This topic describes the architecture of StarRocks' cache management and the applicable scenarios for each cache type, to help you select the right caching solution for your business needs.
Features
StarRocks provides multiple caching mechanisms that significantly improve query performance by caching hot data to the memory or disk of local BE and CN nodes. This reduces repeated access to remote storage, such as HDFS and object storage.
Cache types
Cache type | Use cases | Default state | Available since |
shared-data Data Cache | Accelerates queries on internal tables in shared-data (serverless) instances. | Enabled by default | v3.1.7 / v3.2.3 |
data lake Data Cache | Accelerates queries on external tables from an External Catalog (such as Hive, Iceberg, and Hudi). | Enabled by default since v3.3.0 | v2.5 |
Index Cache | Caches indexes for shared-data instances, ideal for scenarios where disk capacity is insufficient to cache the full dataset. | Enabled by default | v3.3.13 |
Since v3.4.0, queries on internal tables in shared-data instances and queries on data lakes share the same Data Cache instance, eliminating the need for separate configurations.
Recommendations
Shared-data instance: Use the shared-data Data Cache. It automatically loads data on demand from remote storage to the local cache, requiring no extra configuration.
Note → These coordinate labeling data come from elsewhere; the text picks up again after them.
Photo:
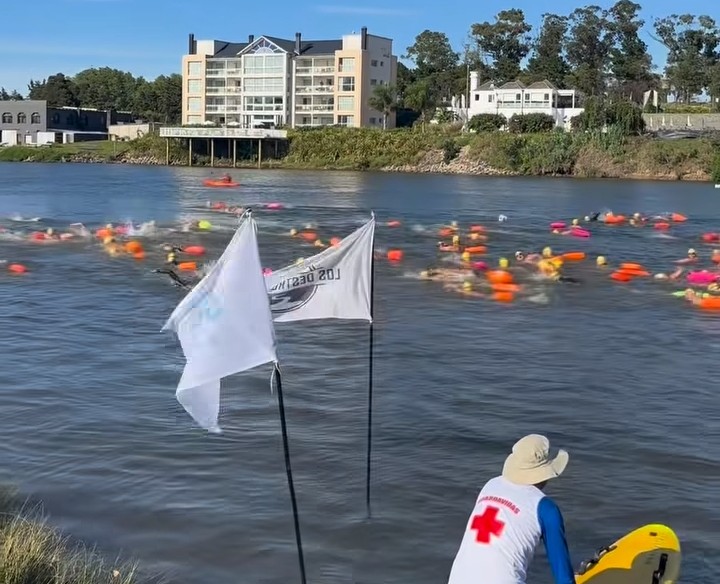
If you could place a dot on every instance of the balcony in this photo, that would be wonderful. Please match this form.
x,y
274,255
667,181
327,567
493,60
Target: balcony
x,y
314,89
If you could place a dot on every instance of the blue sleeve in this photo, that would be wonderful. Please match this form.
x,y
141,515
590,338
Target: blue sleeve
x,y
553,535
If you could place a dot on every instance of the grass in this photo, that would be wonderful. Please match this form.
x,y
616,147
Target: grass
x,y
33,552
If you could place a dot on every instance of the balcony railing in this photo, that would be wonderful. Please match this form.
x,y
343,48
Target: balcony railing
x,y
314,89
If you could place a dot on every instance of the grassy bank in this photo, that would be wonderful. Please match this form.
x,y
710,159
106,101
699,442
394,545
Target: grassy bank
x,y
435,149
33,552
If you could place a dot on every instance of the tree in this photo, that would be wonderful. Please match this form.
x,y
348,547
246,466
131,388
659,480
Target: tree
x,y
691,44
506,41
422,97
630,62
384,100
57,90
434,60
588,50
548,60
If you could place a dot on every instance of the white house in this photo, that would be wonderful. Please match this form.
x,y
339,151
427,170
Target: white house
x,y
515,97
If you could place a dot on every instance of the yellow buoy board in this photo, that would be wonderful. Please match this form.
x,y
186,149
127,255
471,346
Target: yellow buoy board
x,y
648,555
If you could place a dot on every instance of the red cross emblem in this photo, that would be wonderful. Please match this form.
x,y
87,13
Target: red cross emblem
x,y
487,524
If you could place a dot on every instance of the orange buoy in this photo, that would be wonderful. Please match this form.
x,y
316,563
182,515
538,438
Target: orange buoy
x,y
133,247
511,288
308,236
573,256
503,297
620,277
194,250
710,303
499,277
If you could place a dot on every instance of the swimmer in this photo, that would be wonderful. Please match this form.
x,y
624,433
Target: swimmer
x,y
177,280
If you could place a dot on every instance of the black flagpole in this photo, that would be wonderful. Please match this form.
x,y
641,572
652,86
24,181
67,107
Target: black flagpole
x,y
370,376
288,469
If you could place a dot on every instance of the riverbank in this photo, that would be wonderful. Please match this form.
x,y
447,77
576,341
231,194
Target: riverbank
x,y
435,150
33,552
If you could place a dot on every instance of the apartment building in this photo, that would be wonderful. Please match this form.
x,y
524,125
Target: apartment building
x,y
269,82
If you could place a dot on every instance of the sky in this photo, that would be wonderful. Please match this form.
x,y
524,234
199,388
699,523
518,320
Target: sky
x,y
149,37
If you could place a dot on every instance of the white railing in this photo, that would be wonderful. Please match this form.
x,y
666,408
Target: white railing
x,y
180,132
314,89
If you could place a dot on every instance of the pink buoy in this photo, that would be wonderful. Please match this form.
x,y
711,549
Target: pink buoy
x,y
702,277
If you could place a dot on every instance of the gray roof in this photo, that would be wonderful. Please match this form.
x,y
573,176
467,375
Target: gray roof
x,y
326,47
545,84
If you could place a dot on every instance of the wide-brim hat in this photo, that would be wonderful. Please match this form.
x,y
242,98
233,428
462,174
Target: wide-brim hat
x,y
530,462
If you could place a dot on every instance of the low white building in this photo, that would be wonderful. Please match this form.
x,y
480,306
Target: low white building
x,y
515,97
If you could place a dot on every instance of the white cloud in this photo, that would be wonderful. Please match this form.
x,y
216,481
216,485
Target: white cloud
x,y
363,10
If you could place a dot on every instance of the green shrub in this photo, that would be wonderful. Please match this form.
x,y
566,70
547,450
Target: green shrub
x,y
486,122
531,123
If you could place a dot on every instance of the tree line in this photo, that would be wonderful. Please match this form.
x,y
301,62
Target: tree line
x,y
105,88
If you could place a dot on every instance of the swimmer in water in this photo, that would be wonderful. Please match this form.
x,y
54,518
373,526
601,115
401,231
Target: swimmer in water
x,y
177,280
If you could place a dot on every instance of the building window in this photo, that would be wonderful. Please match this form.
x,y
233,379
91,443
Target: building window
x,y
346,103
347,65
347,83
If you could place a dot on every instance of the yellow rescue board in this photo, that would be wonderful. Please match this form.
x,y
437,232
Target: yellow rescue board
x,y
648,555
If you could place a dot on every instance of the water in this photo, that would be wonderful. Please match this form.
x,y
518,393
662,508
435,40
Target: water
x,y
620,375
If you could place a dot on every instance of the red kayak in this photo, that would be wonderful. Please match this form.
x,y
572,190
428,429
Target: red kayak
x,y
209,182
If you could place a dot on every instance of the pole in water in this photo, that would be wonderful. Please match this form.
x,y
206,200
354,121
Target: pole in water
x,y
370,377
288,469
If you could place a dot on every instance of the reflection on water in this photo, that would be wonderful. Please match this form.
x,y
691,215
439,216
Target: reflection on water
x,y
620,375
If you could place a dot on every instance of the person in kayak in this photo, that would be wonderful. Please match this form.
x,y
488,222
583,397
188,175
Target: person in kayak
x,y
511,515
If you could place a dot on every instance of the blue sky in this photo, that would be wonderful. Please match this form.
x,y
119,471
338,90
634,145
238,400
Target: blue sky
x,y
148,37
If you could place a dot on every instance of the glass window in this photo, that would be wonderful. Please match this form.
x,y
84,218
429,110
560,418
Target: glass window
x,y
347,64
347,83
346,103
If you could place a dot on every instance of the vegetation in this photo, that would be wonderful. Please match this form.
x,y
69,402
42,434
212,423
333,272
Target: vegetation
x,y
32,552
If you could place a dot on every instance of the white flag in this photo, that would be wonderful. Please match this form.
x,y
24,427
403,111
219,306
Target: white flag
x,y
336,283
224,326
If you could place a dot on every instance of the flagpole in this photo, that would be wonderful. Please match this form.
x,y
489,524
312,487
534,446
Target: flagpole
x,y
370,375
288,469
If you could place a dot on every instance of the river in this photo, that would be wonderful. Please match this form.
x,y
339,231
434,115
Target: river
x,y
620,375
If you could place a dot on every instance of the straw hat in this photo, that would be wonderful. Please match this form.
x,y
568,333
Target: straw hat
x,y
530,462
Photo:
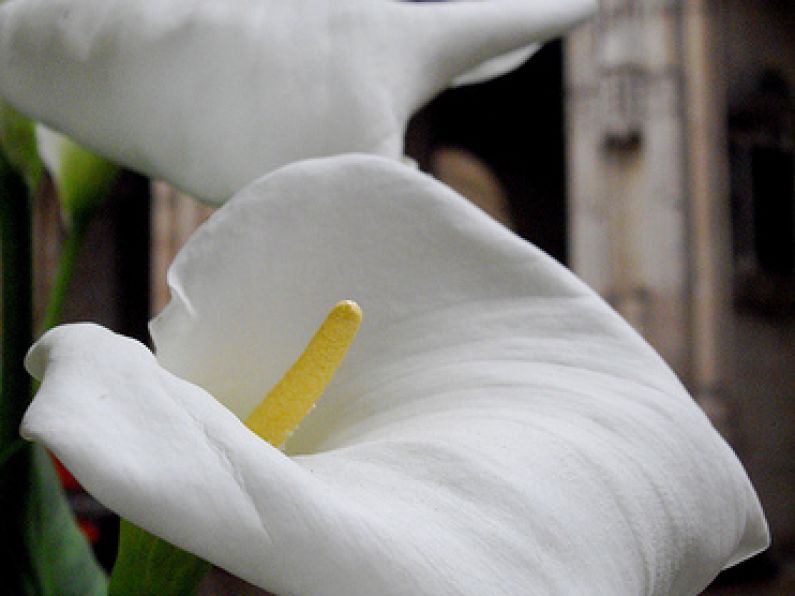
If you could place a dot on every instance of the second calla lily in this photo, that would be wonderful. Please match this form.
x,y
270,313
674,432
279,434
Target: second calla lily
x,y
211,94
495,429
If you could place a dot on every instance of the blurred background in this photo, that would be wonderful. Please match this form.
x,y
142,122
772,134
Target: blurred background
x,y
652,152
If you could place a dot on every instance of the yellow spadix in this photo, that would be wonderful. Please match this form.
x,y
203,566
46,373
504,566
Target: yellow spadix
x,y
291,399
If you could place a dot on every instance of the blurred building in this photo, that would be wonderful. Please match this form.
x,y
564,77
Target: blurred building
x,y
681,207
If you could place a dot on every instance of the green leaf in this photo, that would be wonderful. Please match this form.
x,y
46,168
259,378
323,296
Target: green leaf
x,y
18,144
43,551
147,565
41,541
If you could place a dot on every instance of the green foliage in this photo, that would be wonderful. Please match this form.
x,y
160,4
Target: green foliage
x,y
18,145
149,566
42,549
41,541
84,180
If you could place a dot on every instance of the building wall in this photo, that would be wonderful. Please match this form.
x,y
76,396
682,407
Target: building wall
x,y
651,86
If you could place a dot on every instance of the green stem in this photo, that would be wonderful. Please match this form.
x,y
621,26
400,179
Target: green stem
x,y
66,265
17,296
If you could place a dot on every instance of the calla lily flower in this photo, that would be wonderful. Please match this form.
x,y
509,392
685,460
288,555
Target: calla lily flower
x,y
209,95
495,428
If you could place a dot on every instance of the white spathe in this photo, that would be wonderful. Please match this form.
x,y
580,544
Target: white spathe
x,y
495,429
211,94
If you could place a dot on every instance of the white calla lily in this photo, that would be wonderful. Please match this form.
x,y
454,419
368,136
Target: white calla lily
x,y
211,94
495,429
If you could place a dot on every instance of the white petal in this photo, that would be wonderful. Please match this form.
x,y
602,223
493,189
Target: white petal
x,y
497,66
502,426
49,144
210,94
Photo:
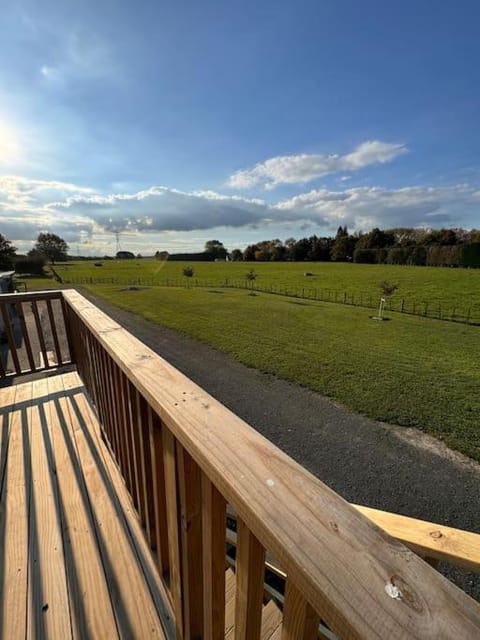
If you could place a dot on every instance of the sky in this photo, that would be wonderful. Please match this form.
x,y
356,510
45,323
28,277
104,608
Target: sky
x,y
176,122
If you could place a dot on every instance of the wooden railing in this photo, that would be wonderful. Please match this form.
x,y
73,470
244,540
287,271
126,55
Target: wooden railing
x,y
32,332
185,457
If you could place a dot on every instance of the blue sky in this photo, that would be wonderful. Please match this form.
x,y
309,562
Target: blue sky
x,y
181,121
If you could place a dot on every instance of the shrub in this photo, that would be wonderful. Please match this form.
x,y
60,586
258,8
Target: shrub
x,y
33,266
188,271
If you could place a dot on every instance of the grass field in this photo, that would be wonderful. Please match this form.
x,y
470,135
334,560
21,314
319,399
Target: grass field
x,y
453,290
409,371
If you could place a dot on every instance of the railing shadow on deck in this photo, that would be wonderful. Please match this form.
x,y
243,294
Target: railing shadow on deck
x,y
9,419
184,458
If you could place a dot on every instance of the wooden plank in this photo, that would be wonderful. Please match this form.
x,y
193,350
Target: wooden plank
x,y
271,614
300,621
292,513
249,586
14,519
135,611
7,411
271,621
10,337
461,548
3,373
41,337
229,603
48,607
171,498
139,490
53,327
214,526
118,400
145,467
30,296
159,500
190,493
128,519
90,605
114,443
26,337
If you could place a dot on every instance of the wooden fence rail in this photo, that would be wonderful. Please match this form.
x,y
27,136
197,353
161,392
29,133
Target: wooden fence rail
x,y
32,332
185,457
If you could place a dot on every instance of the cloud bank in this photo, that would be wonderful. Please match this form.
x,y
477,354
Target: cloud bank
x,y
78,213
302,168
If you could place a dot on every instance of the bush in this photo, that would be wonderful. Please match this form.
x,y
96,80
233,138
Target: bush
x,y
33,266
188,271
445,256
365,256
418,256
471,255
398,255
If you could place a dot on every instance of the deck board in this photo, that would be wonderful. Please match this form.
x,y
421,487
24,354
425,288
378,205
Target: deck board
x,y
48,610
69,562
14,518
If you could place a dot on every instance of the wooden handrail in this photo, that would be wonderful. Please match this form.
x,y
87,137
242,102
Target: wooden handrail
x,y
362,582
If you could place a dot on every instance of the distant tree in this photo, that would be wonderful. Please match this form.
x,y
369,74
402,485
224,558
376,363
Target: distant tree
x,y
343,246
376,239
7,253
216,249
188,271
236,255
388,288
249,253
52,247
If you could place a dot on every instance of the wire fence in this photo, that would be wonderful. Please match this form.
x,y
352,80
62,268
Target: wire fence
x,y
466,314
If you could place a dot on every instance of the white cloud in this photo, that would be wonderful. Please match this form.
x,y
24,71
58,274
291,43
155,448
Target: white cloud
x,y
158,214
19,191
81,55
362,208
164,209
302,168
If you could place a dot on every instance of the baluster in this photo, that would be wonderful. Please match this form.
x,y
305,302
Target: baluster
x,y
249,584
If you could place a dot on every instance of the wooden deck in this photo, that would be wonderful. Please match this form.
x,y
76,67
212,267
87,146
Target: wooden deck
x,y
74,562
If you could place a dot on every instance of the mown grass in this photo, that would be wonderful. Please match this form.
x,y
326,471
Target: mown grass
x,y
409,371
453,290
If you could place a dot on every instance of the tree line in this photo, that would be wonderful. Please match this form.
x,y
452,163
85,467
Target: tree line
x,y
48,248
434,247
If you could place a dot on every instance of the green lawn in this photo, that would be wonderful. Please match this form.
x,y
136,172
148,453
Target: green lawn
x,y
455,290
409,371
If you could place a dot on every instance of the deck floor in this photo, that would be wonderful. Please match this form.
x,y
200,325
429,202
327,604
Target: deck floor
x,y
73,560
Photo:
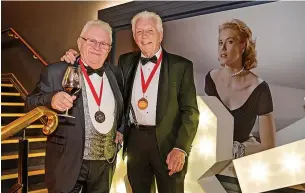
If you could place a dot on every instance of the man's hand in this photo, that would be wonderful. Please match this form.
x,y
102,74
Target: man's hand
x,y
62,101
175,161
70,56
119,138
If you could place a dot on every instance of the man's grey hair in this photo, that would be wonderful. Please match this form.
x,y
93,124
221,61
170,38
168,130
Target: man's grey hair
x,y
98,23
147,15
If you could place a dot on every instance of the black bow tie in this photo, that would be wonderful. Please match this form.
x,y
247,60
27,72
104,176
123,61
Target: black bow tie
x,y
98,71
145,60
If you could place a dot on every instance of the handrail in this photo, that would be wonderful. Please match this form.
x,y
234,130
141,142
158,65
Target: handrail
x,y
17,36
24,121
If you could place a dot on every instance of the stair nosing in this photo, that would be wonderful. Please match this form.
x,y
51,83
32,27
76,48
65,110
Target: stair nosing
x,y
31,140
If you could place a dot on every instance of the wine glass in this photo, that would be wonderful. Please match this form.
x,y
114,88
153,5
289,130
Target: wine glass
x,y
71,83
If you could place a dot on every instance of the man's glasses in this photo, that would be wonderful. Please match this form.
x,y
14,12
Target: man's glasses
x,y
93,42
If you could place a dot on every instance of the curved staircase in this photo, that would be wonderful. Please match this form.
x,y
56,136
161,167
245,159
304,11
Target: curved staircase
x,y
12,107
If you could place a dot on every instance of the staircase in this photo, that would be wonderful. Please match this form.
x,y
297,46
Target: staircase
x,y
231,185
12,107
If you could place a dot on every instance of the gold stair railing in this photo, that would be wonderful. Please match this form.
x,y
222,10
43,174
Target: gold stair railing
x,y
24,121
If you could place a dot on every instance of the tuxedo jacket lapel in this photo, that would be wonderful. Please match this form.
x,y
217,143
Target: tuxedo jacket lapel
x,y
134,63
162,88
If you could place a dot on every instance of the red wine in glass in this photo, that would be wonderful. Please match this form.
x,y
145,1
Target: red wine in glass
x,y
71,83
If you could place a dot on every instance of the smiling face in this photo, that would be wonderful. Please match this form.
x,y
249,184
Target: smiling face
x,y
147,36
230,48
92,47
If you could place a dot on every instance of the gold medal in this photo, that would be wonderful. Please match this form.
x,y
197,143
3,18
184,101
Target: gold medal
x,y
142,103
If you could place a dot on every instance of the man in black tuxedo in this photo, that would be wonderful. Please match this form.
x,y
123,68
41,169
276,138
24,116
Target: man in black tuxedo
x,y
160,108
81,153
160,100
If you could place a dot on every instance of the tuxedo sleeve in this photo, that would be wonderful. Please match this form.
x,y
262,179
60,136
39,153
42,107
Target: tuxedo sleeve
x,y
43,93
189,112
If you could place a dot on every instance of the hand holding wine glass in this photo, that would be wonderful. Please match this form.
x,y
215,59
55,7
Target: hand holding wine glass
x,y
72,84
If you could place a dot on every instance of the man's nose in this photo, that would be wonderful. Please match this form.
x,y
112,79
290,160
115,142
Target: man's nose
x,y
223,47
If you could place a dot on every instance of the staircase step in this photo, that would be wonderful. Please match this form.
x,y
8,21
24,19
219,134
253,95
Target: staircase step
x,y
32,153
31,139
12,114
11,104
13,173
10,94
7,85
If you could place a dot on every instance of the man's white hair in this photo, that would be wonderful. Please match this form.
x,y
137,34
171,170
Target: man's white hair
x,y
98,23
147,15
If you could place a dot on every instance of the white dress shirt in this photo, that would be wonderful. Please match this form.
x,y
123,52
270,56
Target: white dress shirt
x,y
107,105
148,115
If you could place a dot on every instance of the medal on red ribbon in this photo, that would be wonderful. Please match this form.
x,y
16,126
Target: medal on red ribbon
x,y
143,102
99,115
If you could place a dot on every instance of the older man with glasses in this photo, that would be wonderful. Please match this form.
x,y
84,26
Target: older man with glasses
x,y
81,153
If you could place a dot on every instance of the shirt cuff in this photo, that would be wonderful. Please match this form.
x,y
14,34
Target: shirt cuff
x,y
181,150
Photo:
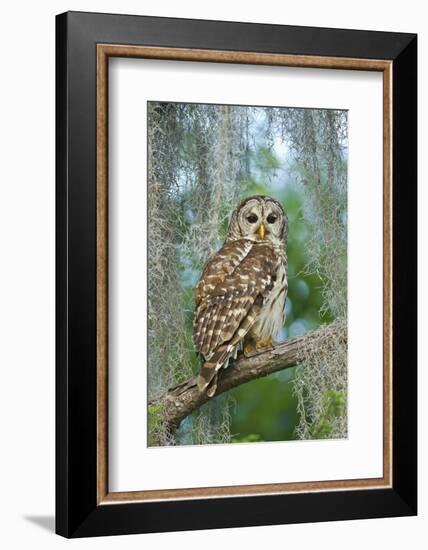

Data lake external tables: Use the data lake Data Cache. It supports caching remote files in formats like Parquet and ORC, making it ideal for scenarios that involve repeated scans of large tables, such as ad-hoc analytics and report queries.
Insufficient disk capacity for the full dataset: Enable the Index Cache. It caches only indexes, significantly improving query performance with low disk overhead.
Preloading hot data: Use Data Cache preheating (
CACHE SELECT) to load specific data into the cache in advance, to avoid the performance impact of a cold start.